田所さんが紅茶のティーバッグをカップに浸しながら、たっくんの話を聞いていた。
 
「なんか、“お返事”だけじゃ足りない気がして」
 
「ふむ」
 
「“夜がつらい”っていうのは、困りごとっていうより……気持ちの話だと思うんです」
 
「ええ、そうね」
 
「それに、電池切れのラジオって、なんか象徴的じゃないですか?」
 
「象徴的?」
 
「あ、いえ……なんか、ひとりで話しかけてくれるものが壊れちゃった、って感じがして」
 
「うん、わかるわ」
 
田所さんは、静かに微笑んでから、口を開いた。
 
「ねえ、たっくん。あなたって、本当に小学三年生?」
 
「……よく言われます」
 
「でも、たっくんが“大人”に見えるのは、難しい言葉を使うからじゃなくてね」
 
「はい?」
 
「人の“声にならない気持ち”に気づけるからよ」
 
(……なんか、今、ほめられた)
 
(でも、ちょっと背中がムズムズする)

 
***

 
「で、その人に“音”を届けるって、どうやるの?」
 
のぞみは、公園のブランコに座りながら、たっくんに尋ねた。
 
「CD配るとか?」
 
「いや、それはちょっと押しつけがましい」
 
「じゃあ、回覧板に“今週のおすすめ番組”を載せる?」
 
「……うーん、それも違う気がする」
 
「たぬきにしゃべらせるとか?」
 
「それ、夜中にしゃべったら完全にホラーだよ」
 
たっくんは、ブランコの鉄柱にもたれながら、腕を組んだ。
 
(“音”じゃなくて、“つながりの音”……)
 
(つまり、“誰かがどこかで生きてる音”)
 
(その人が、夜の中でポツンと孤立しないようにするには……)
 
そのとき、ふと目に入ったのは、団地の掲示板に貼られた“にじやの夕市チラシ”だった。
 
「……あ」
 
「たっくん、またその顔してる」
 
「どの顔」
 
「“ひらめいたときのイケメン顔”」
 
「……言い方」
 
「で、何思いついたの?」
 
たっくんは、ポンと手を打った。
 
「“声の回覧板”」
 
「え?」
 
「紙じゃなくて、音の回覧板」
 
「なにそれ、こわい」
 
「ちがう、こわくない。
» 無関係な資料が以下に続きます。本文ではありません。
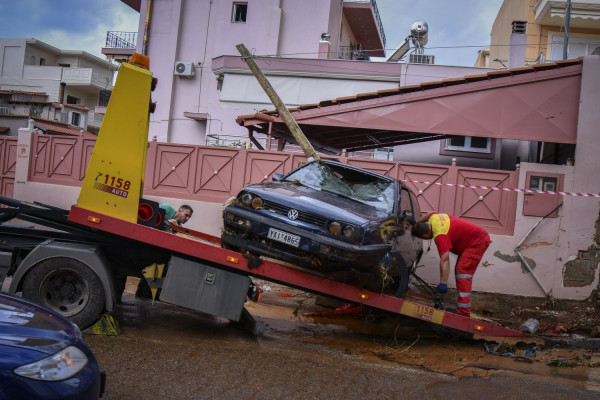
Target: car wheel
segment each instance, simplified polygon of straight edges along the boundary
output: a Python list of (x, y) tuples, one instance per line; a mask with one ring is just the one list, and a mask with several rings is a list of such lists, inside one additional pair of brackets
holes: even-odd
[(105, 302), (102, 282), (94, 271), (64, 257), (33, 267), (23, 280), (23, 297), (62, 314), (81, 329), (100, 316)]
[(390, 294), (402, 297), (410, 283), (410, 269), (407, 268), (404, 257), (399, 251), (390, 251), (383, 257), (386, 272), (394, 279), (394, 284), (388, 288)]

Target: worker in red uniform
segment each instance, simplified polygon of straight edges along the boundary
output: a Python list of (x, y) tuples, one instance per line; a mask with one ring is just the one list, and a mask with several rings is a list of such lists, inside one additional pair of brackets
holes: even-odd
[(490, 235), (480, 227), (464, 219), (448, 214), (430, 213), (421, 216), (412, 228), (413, 236), (433, 239), (440, 254), (440, 283), (437, 292), (448, 292), (450, 255), (458, 255), (454, 274), (458, 302), (456, 311), (466, 317), (471, 315), (471, 286), (473, 275), (481, 257), (492, 241)]

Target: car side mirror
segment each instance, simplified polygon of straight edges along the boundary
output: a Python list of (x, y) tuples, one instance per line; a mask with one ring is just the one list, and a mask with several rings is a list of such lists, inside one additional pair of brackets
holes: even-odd
[(281, 172), (275, 172), (273, 174), (273, 182), (279, 182), (283, 178), (283, 174)]
[(404, 210), (402, 211), (402, 214), (400, 214), (400, 219), (410, 223), (411, 225), (414, 225), (416, 223), (415, 221), (415, 213), (412, 212), (411, 210)]

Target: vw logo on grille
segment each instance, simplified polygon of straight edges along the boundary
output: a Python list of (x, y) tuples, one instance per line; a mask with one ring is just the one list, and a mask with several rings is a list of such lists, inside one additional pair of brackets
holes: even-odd
[(298, 219), (298, 210), (294, 210), (293, 208), (288, 211), (288, 218), (292, 221)]

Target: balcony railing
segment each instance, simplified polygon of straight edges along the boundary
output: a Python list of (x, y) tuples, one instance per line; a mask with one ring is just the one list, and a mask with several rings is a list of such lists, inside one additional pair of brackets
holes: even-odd
[(337, 51), (339, 60), (364, 60), (369, 61), (369, 52), (360, 46), (339, 46)]
[(106, 32), (107, 49), (135, 49), (137, 32)]

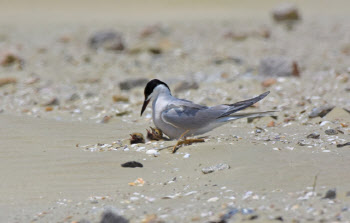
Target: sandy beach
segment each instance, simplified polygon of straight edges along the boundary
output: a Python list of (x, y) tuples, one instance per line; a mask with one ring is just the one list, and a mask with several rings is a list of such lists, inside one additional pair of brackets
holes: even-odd
[[(293, 3), (0, 1), (0, 222), (349, 222), (350, 4)], [(153, 78), (275, 116), (131, 145)]]

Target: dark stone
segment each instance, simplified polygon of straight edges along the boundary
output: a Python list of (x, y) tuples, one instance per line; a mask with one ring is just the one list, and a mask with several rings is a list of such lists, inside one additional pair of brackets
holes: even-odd
[(327, 129), (326, 131), (324, 131), (327, 135), (337, 135), (338, 131), (335, 129)]
[(309, 134), (308, 136), (306, 136), (306, 138), (311, 138), (311, 139), (319, 139), (320, 138), (320, 134), (318, 134), (317, 132), (313, 132), (311, 134)]
[(129, 223), (129, 220), (113, 213), (112, 211), (105, 211), (100, 223)]
[(344, 146), (350, 146), (350, 142), (343, 143), (343, 144), (338, 144), (338, 145), (337, 145), (338, 148), (344, 147)]
[(143, 167), (142, 163), (139, 163), (139, 162), (136, 162), (136, 161), (126, 162), (126, 163), (123, 163), (121, 166), (122, 167), (130, 167), (130, 168)]
[(283, 221), (283, 217), (282, 216), (278, 216), (275, 218), (276, 221)]
[(335, 199), (336, 196), (336, 189), (330, 189), (326, 192), (326, 195), (323, 197), (323, 199)]
[(272, 11), (273, 19), (277, 22), (281, 21), (297, 21), (300, 15), (297, 7), (291, 3), (282, 3)]

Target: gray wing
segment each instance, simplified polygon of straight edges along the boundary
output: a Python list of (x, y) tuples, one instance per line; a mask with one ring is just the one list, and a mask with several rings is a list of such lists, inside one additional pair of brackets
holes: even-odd
[(162, 112), (162, 119), (176, 128), (198, 129), (218, 117), (218, 113), (213, 112), (211, 108), (179, 99), (167, 106), (167, 109)]
[(256, 102), (265, 98), (270, 92), (265, 92), (255, 98), (240, 101), (229, 105), (217, 105), (207, 107), (194, 104), (191, 101), (178, 99), (173, 101), (162, 112), (163, 121), (176, 127), (189, 129), (198, 129), (211, 124), (215, 119), (223, 118), (234, 112), (245, 109)]

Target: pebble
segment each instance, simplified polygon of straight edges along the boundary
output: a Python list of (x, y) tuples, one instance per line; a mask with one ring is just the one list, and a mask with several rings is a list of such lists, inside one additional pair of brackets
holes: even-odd
[(277, 22), (297, 21), (300, 19), (298, 9), (292, 3), (282, 3), (277, 5), (272, 11), (272, 16)]
[(207, 200), (207, 202), (217, 202), (219, 200), (218, 197), (212, 197)]
[(213, 166), (209, 166), (209, 167), (205, 167), (202, 169), (202, 172), (204, 174), (208, 174), (208, 173), (212, 173), (215, 171), (219, 171), (219, 170), (226, 170), (226, 169), (230, 169), (230, 166), (226, 163), (219, 163)]
[(326, 131), (324, 131), (327, 135), (337, 135), (338, 131), (335, 129), (327, 129)]
[(0, 78), (0, 87), (5, 86), (7, 84), (16, 84), (17, 79), (13, 77), (4, 77)]
[(129, 220), (108, 210), (103, 212), (100, 223), (129, 223)]
[(185, 159), (187, 159), (187, 158), (189, 158), (191, 155), (189, 154), (189, 153), (186, 153), (185, 155), (184, 155), (184, 158)]
[(149, 149), (146, 152), (147, 155), (159, 156), (159, 152), (155, 149)]
[(309, 114), (309, 118), (315, 118), (315, 117), (324, 117), (325, 115), (327, 115), (330, 111), (332, 111), (332, 109), (334, 108), (334, 106), (331, 105), (323, 105), (317, 108), (313, 108), (311, 110), (311, 113)]
[(99, 31), (89, 38), (88, 45), (92, 49), (121, 51), (125, 49), (123, 36), (116, 31)]
[(336, 189), (330, 189), (326, 192), (326, 195), (323, 197), (323, 199), (335, 199), (337, 196)]
[(146, 78), (136, 78), (136, 79), (128, 79), (119, 83), (119, 88), (121, 90), (130, 90), (135, 87), (144, 87), (148, 83), (148, 79)]
[(1, 55), (1, 58), (0, 58), (1, 66), (7, 67), (13, 64), (19, 64), (21, 66), (23, 64), (23, 59), (21, 59), (19, 56), (11, 52), (7, 52)]
[(343, 143), (343, 144), (338, 144), (338, 145), (337, 145), (338, 148), (344, 147), (344, 146), (350, 146), (350, 142)]
[(298, 64), (286, 57), (269, 56), (260, 60), (259, 74), (269, 77), (299, 76)]
[(178, 83), (175, 88), (174, 88), (174, 92), (175, 93), (179, 93), (182, 91), (188, 91), (191, 89), (198, 89), (199, 85), (197, 82), (193, 82), (193, 81), (182, 81), (180, 83)]
[(311, 138), (311, 139), (319, 139), (320, 138), (320, 134), (318, 134), (317, 132), (313, 132), (311, 134), (309, 134), (308, 136), (306, 136), (306, 138)]
[(121, 164), (122, 167), (130, 167), (130, 168), (135, 168), (135, 167), (143, 167), (142, 163), (136, 162), (136, 161), (129, 161), (126, 163)]

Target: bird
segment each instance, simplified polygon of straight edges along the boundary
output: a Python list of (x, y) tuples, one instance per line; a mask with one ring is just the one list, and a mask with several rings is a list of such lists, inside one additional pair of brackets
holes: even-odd
[[(192, 101), (172, 96), (169, 86), (158, 79), (150, 80), (144, 89), (144, 102), (141, 116), (147, 105), (152, 101), (152, 119), (157, 129), (160, 129), (169, 139), (177, 139), (173, 152), (181, 144), (194, 141), (181, 141), (181, 138), (197, 136), (207, 133), (219, 126), (240, 118), (260, 117), (273, 111), (236, 113), (265, 98), (270, 92), (260, 94), (254, 98), (239, 101), (234, 104), (205, 106)], [(204, 140), (203, 140), (204, 141)]]

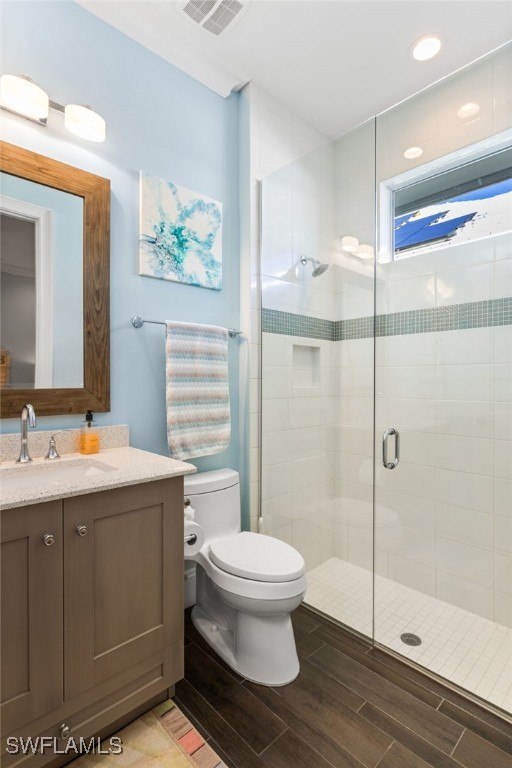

そういう仕組みを作るの」
 

***
 

その夜、たっくんは新しいプロジェクトの企画書を書いた。
 
タイトルは『ひかりが丘・となりの声ラジオ』。

内容はこうだ。

【週一回】、町内の“たぬきのとなり便”から数通をピックアップし、
 簡易録音した音声を、公民館の掲示板QRコードで再生できるようにする。

 スマホやタブレットが使える人は、そこから聞ける。
 公民館でCDに焼いたものを、希望者に貸し出すことも可能。

 ナレーターは、団地住人の持ち回り。(例:田所さん、棟梁、のぞみ etc.)

「誰かがどこかで、生きてる音がする」そんな“やさしい夜の音”を届ける。
 
(……どうだろう)
 
(ちょっと子どもっぽいかもしれないけど)
 
(でも、“音がつらい”って言った人に、これが届いたら……)
 
たっくんは、そっと目を閉じてつぶやいた。
 
「夜の静けさに、ひとつ“声”を足すだけで、さびしさって減るかもしれない」
 

***
 

そして
――次の週。

『となりの声ラジオ Vol.1』の再生用QRコードが、掲示板に設置された。

ナレーター第1号は、田所さん。

内容は、たっくんが選んだ「となり便」三通の朗読と、たぬきの音まね(のぞみ担当)、
最後にたっくんの声でこう締めくくられていた。
 

「きょうもだれかが、
何かを食べて、
何かに笑って、
何かをこぼして、
それでも生きています。

ぼくも、あなたも、
おやすみなさい」
 

掲示板の前に立って、スマホを耳に当てていた老婆が、しばらく黙っていたあと、
たぬきの頭をぽん、と撫でた。
 
「……ありがとうねぇ」
 
それを見ていたたっくんは、胸の奥にぽわっと、静かで大きな火が灯るのを感じた。
 
(ぼく、“書記”をやってるんじゃなくて)
(“町の声の場所”を作ってるんだ)
 
たぬきが、いつもより、ちょっとだけ満足そうに笑って見えた。